When the dominant discourse succeeds in convincing a society that its diversity is a curse, its internal differences a threat, and its profound history a burden to be discarded, it has achieved its most dangerous objective: compelling the victim to participate in their own undoing. For decades, a hazardous notion has been marketed suggesting that diverse societies are inherently fractured, and that the remedy lies in smelting them into a single mold consisting of one voice, one taste, and one narrative. This is not a call for unity; it is a summons to superficiality.
Religious, sectarian, cultural, and ideological diversity are not cracks in the social structure.

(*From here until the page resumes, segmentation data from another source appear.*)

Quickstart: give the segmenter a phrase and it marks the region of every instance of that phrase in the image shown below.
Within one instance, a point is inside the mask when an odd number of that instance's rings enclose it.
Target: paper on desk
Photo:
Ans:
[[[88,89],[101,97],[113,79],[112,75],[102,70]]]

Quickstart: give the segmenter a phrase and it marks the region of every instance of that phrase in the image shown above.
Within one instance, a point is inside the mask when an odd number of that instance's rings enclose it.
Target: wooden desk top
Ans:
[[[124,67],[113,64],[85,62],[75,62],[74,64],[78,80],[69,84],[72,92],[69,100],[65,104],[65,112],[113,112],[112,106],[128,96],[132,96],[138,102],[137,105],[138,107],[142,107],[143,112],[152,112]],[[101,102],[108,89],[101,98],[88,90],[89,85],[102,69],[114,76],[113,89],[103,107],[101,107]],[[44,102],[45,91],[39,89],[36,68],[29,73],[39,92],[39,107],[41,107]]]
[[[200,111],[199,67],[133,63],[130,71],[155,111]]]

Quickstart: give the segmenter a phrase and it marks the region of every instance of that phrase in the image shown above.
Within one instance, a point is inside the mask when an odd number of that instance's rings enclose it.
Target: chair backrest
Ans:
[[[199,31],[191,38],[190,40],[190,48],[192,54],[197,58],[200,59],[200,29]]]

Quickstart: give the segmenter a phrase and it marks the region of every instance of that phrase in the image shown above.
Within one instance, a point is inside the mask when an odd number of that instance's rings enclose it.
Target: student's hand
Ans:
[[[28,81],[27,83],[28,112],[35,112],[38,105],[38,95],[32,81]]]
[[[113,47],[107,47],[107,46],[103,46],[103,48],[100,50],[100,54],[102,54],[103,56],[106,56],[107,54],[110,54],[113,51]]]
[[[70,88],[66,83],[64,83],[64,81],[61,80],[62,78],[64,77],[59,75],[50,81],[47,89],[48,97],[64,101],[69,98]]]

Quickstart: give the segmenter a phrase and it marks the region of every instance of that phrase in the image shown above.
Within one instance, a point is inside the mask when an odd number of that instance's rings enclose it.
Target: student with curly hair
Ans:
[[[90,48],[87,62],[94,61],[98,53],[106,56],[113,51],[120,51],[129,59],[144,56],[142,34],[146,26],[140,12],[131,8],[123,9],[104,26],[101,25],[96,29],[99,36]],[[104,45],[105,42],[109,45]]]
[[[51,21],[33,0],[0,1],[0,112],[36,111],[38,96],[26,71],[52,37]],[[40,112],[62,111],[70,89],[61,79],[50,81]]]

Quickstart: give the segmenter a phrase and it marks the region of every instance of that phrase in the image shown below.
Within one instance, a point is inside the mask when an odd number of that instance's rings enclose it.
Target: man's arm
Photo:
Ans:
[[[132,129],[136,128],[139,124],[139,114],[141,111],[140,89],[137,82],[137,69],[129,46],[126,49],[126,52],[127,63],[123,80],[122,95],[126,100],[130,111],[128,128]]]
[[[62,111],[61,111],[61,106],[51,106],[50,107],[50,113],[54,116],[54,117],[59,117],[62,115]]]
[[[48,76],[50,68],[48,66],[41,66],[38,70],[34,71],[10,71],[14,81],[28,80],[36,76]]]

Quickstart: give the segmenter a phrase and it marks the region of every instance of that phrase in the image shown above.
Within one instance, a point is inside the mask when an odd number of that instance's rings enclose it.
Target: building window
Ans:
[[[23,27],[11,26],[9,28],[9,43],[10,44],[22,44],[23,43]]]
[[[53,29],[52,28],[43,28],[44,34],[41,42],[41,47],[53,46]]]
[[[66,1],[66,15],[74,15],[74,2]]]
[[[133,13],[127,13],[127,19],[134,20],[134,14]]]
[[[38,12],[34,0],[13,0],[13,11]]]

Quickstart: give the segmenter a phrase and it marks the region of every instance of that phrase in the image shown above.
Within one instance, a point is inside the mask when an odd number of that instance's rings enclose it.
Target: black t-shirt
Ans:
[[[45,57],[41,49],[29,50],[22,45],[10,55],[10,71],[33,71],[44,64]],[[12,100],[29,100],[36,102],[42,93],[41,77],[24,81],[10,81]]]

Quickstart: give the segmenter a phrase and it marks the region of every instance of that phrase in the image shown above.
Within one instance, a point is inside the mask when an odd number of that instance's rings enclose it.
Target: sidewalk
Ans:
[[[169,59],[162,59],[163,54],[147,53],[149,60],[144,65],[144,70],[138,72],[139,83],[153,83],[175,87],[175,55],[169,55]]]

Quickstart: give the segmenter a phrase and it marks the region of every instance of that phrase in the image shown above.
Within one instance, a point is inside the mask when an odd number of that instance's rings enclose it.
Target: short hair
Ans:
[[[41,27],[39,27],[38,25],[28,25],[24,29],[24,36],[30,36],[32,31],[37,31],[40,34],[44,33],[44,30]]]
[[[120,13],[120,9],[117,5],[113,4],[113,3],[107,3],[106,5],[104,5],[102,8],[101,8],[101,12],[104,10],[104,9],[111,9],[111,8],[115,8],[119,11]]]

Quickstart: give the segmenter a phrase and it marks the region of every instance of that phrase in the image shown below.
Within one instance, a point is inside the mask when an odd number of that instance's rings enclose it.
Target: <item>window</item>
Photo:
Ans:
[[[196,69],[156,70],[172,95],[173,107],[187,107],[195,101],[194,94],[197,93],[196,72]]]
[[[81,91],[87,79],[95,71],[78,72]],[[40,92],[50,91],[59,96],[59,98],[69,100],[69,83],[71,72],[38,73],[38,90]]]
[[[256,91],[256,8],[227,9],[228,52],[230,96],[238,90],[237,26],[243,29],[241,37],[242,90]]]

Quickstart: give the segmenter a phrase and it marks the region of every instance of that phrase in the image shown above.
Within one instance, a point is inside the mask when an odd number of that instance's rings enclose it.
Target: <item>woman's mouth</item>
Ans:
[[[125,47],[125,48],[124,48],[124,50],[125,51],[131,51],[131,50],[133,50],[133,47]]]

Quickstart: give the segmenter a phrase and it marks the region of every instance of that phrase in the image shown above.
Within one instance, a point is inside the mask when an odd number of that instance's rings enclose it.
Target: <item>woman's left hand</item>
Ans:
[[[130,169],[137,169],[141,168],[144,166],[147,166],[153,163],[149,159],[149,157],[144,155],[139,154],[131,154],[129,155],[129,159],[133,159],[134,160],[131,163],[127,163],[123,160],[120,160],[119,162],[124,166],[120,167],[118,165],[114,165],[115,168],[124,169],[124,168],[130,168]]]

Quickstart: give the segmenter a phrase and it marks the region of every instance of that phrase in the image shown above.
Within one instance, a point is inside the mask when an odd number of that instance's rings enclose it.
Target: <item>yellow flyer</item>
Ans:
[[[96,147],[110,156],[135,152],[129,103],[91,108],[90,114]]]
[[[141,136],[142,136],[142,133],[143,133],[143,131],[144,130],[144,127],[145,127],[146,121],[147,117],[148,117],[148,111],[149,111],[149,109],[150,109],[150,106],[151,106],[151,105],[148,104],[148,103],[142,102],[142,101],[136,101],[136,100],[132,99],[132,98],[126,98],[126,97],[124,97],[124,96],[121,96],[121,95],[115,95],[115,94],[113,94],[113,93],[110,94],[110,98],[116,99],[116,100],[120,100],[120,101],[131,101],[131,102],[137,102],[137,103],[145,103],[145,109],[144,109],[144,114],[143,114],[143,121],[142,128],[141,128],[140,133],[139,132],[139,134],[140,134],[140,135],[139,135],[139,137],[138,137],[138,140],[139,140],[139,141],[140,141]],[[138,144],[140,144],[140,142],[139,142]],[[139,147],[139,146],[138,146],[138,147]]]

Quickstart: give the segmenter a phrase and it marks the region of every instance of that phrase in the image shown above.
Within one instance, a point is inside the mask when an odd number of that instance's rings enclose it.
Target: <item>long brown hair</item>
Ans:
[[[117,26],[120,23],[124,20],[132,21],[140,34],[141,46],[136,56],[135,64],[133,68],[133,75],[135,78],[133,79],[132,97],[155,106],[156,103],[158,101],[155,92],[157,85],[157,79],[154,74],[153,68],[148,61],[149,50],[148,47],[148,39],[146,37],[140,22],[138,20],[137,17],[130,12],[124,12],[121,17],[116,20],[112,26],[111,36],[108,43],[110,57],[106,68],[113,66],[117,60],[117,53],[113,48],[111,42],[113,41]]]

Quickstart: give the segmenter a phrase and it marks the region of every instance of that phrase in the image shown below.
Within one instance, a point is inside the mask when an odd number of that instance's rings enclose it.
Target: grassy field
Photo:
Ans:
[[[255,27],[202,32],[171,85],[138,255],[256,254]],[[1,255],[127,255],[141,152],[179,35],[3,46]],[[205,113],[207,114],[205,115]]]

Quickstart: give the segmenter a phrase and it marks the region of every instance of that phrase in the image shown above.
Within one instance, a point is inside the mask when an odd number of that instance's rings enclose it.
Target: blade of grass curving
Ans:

Rather, they are deep, layered strata that empower a society to generate new questions, challenge its own certainties, and resist any unilateral discourse that seeks to monopolize the truth. Dominance, however, does not desire societies that think. It craves societies that consume, absorbing ideas as they do commodities and devouring images, slogans, trends, language, and even prescribed patterns of grief and joy.
A flattened society is the ultimate dream of any colonial project. In such a state, it becomes easy to manage a population of look-alikes whose reactions are predictable and whose consciousness is programmed to fear the other. Thus, it is hardly surprising that rich, profound environments steeped in history and pluralism are consistently portrayed as zones of danger.